6. Applications and Case Studies
- System/Software Engineering: Static–dynamic–behavior modeling refines system specifications, resolves UML/BPMN ambiguities, and improves specification maintainability (e.g., manufacturing assembly lines, IT-network protocols) (Al-Fedaghi, 2022, Al-Fedaghi et al., 2017).
- Medical/Robotic Procedures: Behavior Trees and FM have been used to encode surgical procedures, patient management, and multi-agent medical protocols, supporting auditability and human–machine handoff (Hannaford, 2018, Hannaford et al., 2018).
- User Representation: High-dimensional behavior encoding (BoI, SMEN) enables downstream profiling, preference prediction, and robust transfer across massive internet-scale platforms (Yang et al., 2021, Ma et al., 2023).

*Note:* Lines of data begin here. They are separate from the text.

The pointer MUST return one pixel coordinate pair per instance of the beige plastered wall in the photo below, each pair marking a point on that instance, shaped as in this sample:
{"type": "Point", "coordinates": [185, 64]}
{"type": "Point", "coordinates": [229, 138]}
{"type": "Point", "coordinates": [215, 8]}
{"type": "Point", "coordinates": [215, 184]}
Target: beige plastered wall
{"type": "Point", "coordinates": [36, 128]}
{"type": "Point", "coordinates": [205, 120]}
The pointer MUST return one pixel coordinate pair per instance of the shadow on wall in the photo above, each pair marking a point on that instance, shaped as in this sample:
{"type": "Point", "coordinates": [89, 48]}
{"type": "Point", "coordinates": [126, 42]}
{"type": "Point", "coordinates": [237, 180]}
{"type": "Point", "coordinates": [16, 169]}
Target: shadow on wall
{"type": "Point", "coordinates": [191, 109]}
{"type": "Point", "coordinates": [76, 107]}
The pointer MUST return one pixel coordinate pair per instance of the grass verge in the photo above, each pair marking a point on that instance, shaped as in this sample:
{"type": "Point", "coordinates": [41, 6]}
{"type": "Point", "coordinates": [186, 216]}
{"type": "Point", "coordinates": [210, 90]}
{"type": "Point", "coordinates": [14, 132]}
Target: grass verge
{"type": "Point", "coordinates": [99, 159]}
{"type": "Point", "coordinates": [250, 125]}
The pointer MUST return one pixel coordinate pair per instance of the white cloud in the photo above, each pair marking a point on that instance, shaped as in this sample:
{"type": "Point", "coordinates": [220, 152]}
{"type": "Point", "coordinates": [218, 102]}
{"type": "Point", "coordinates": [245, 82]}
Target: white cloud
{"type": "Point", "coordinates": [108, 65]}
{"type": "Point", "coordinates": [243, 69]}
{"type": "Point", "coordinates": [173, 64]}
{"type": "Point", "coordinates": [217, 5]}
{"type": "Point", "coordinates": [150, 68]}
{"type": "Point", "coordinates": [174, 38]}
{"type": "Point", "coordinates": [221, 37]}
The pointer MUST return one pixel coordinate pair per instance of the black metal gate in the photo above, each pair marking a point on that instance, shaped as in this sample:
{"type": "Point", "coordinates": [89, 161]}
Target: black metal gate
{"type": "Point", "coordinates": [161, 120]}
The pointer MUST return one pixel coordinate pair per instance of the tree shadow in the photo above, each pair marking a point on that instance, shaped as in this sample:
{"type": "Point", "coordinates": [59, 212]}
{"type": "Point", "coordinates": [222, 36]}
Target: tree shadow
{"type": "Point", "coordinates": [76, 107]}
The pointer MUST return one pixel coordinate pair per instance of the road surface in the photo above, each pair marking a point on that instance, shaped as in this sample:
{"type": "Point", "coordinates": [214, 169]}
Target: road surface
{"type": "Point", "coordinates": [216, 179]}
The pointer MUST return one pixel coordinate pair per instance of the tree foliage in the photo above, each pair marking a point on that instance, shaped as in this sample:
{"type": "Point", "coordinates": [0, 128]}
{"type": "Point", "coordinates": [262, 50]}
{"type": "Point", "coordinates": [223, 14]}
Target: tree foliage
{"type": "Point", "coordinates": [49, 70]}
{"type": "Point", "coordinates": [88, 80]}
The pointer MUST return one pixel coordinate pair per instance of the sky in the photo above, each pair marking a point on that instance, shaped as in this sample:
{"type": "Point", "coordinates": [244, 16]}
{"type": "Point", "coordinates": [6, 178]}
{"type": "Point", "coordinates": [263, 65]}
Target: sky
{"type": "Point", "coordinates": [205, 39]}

- Physical and Thermodynamic Systems: Latent variable and normalizing flow models extrapolate statistical and kinetic behavior under environmental modification (Qiu et al., 3 Jul 2025).
- Cognitive Modeling: Inverse decision modeling recovers interpretable rationality and bias parameters from real-world medical diagnostic data (Jarrett et al., 2023).

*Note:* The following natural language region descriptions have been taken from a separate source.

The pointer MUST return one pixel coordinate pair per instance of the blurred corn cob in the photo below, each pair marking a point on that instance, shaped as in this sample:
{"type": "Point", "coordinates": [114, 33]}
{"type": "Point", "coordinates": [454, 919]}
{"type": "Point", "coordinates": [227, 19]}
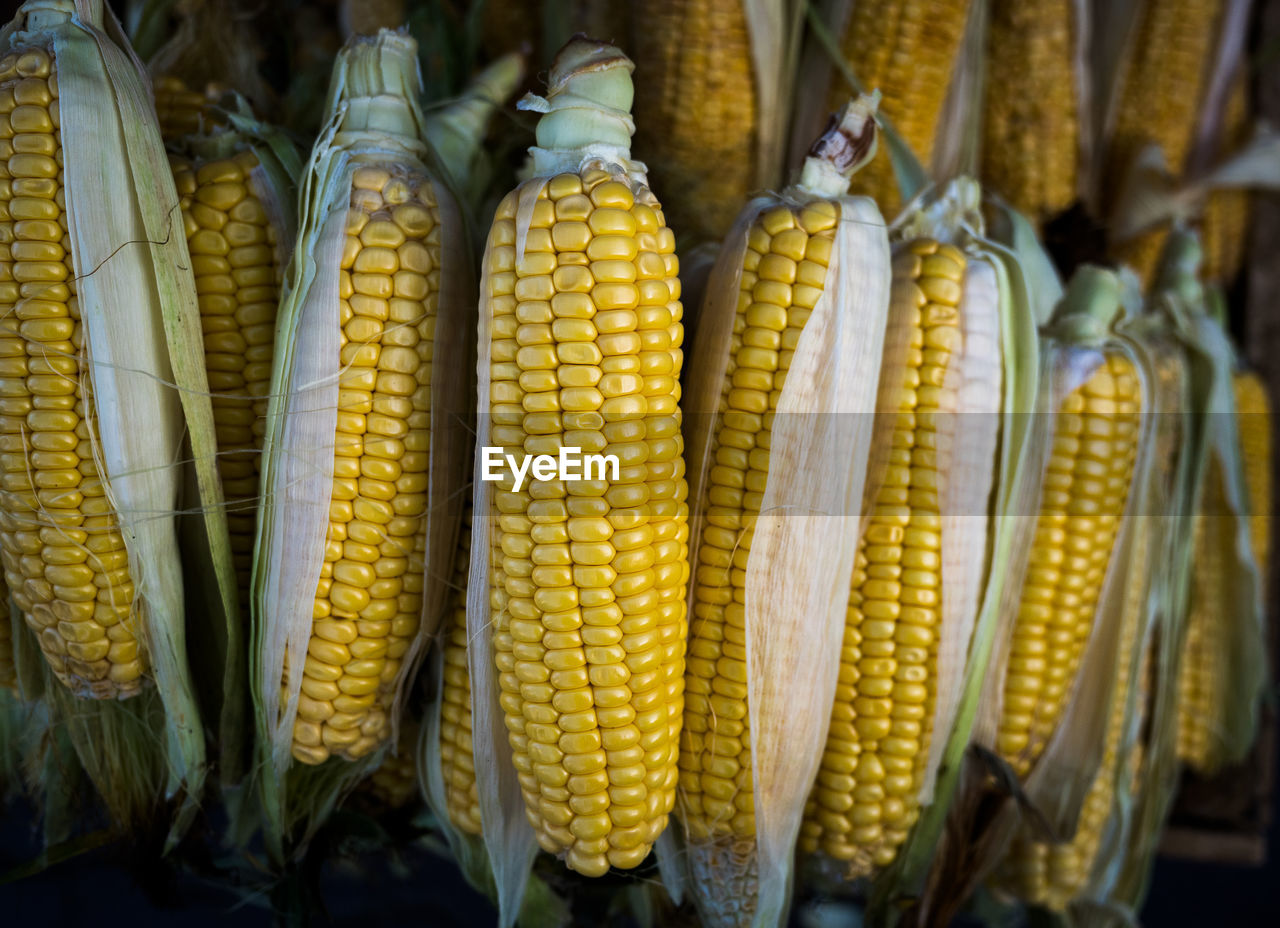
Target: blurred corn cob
{"type": "Point", "coordinates": [183, 110]}
{"type": "Point", "coordinates": [8, 671]}
{"type": "Point", "coordinates": [781, 273]}
{"type": "Point", "coordinates": [1253, 417]}
{"type": "Point", "coordinates": [588, 583]}
{"type": "Point", "coordinates": [1052, 874]}
{"type": "Point", "coordinates": [365, 17]}
{"type": "Point", "coordinates": [393, 785]}
{"type": "Point", "coordinates": [698, 115]}
{"type": "Point", "coordinates": [1087, 478]}
{"type": "Point", "coordinates": [1226, 213]}
{"type": "Point", "coordinates": [908, 51]}
{"type": "Point", "coordinates": [1203, 685]}
{"type": "Point", "coordinates": [1161, 90]}
{"type": "Point", "coordinates": [1031, 118]}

- Business/Finance: Behavior Informatics transforms transactional logs to explicit behavior lifecycles, supporting market surveillance and risk/control analytics (Cao, 2020).
7. Directions, Limitations, and Future Work
Current limitations include: incomplete formal semantics in diagrammatic models (TM, FM), lack of scalable tooling (for TM, FM), challenges in learning meta-rules for attribute relations (BMS), and difficulty transitioning from human-readable models to mechanized correctness proofs (TM vs. Event-B). Empirical validation at industrial scale, especially for diagrammatic and hybrid models, is still emerging (Al-Fedaghi, 2020). Automated discovery of relation-types in BMS models, dynamic extensions for time-evolving behaviors, hybrid approaches (linking TM and formal verification), and embedding-based transfer across domains remain active research directions (Wang et al., 2023).
Through separation of static, dynamic, and behavioral aspects, and the deployment of parsimonious, often minimal primitive sets, advanced behavior representation and modeling frameworks allow for systematic, expressive, and increasingly interpretable analysis and synthesis of complex systems across engineering, science, and AI.